Tras la muerte del dictador Francisco Franco en 1975, en España ocurrió un cambio profundo en la cultura colectiva y que para 1977- cuando se dan las primeras elecciones democráticas en casi 40 años- hubo un boom artístico y cultural importante en la historia del arte. Para el momento se inician nuevas tendencias, cambia la forma de percibir las cosas y muchos ilustradores y dibujantes de la época, comprometidos con la forma de ver su trabajo, inician una ruptura con lo clásico, cambia el colorido y el concepto de la imagen reproducida; se inició una efervescencia estimulada por la estética del arte pop que estaba en auge desatando un espíritu de renovación en la imagen, cambió la ilustración española de los 70s.

José Ramón Sánchez, ca. 1974. Ilustración para el libro Soy un pez

José Ramón Sánchez, ca. 1974. Ilustración para el libro Soy un pez

La ilustración comienza a representar lecturas distintas, siendo concebida como un aparte del texto. Con el cambio cultural se abrieron nuevos referentes y también se estableció la idea general de que estos artistas eran dibujantes para niños –pues su trabajo se vio ninguneado al quedar relegado casi exclusivamente a la representación de imágenes para la literatura infantil- no fue sino hasta los años 90, el momento en que se amplían los horizontes de esta generación de artistas que lucharon por el establecimiento de sus derechos como creadores, cuando surge esta magnífica muestra, como reconocimiento a esta generación de talentosos dibujantes que se vieron opacados por las sombras de la dictadura franquista.

Pilarín Bayés, ca. 1973. Ilustración para el libro Cinco médicos para la historia

Pilarín Bayés, ca. 1973. Ilustración para el libro Cinco médicos para la historia

El Museo ABC de Madrid apuesta por reivindicar a una generación de artistas a los que la crítica relegó a ser grandes dibujantes para niños, artistas que no constituyeron una escuela o movimiento, pero que sin embargo estaban unidos por el contexto histórico y cultural que florecía y que indudablemente quedó plasmado en sus trabajos.

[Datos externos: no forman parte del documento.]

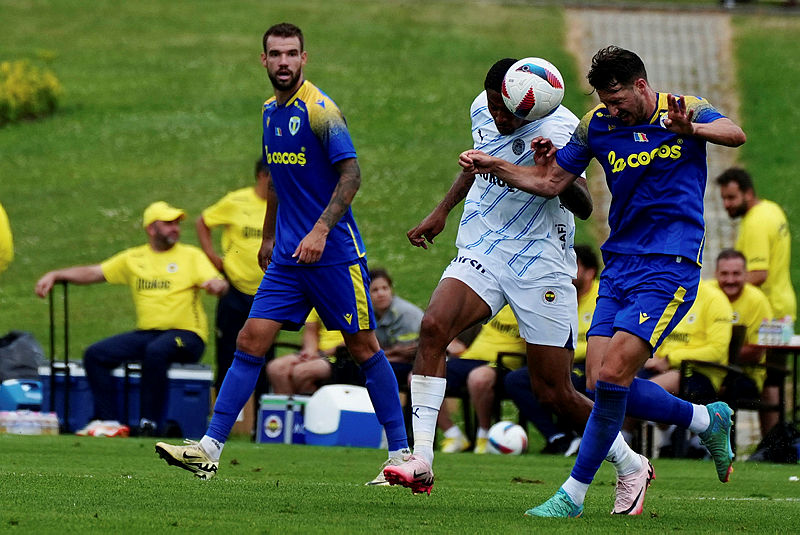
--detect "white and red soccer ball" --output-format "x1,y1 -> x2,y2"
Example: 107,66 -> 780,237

Para el arte español estas obras fueron, sin saberlo en el momento, artífices de una nueva estética, un nuevo lenguaje, un discurso fresco y muy influenciado por el arte pop que predominaba en el panorama artístico de la época.

Fina Rifà, ca. 1977. Ilustración para el libro Notxa

Fina Rifà, ca. 1977. Ilustración para el libro Notxa

La exposición consta de 114 piezas de los once mejores ilustradores españoles de la generación de los años 70, artistas que de alguna forma rompieron con el canon, modificando las líneas del trabajo que se venía haciendo en la ilustración e insuflaron un nuevo aire de modernidad, sintonizando con las tendencias artísticas de entonces que por motivos meramente políticos habían sido restringidas en España hasta entonces.

Miguel Calatayud, ca. 1974. Ilustración para el libro Soy el aire

Miguel Calatayud, ca. 1974. Ilustración para el libro Soy el aire

 

ilustracion española 70.5

Ulises Wensell, ca. 1976. Ilustración para el libro El mandarín y los pájaros

En esta muestra encontramos obras de dibujantes de la talla de: José Ramón Sánchez, Fina Rifá, Pilarín Bayés, Asun Balzola, Manuel Boix, Miguel Calatayud, Luis de Horna, Miguel Ángel Pacheco, Karin Schubert, Carme Solé Vendrell y Ulises Wensell, que a pesar de que nunca se constituyeron como un grupo homogéneo, fueron capaces de iniciar una revolución artística hacia nuevas formas en los últimos años del franquismo y los albores de la democracia, armados solamente con el estilo propio y personal de cada uno, mostrando un particular compromiso social y político en tiempos convulsionados por la incertidumbre; ellos apostaron por reivindicar desde la humildad, su papel como artesanos del lápiz, el papel y la acuarela.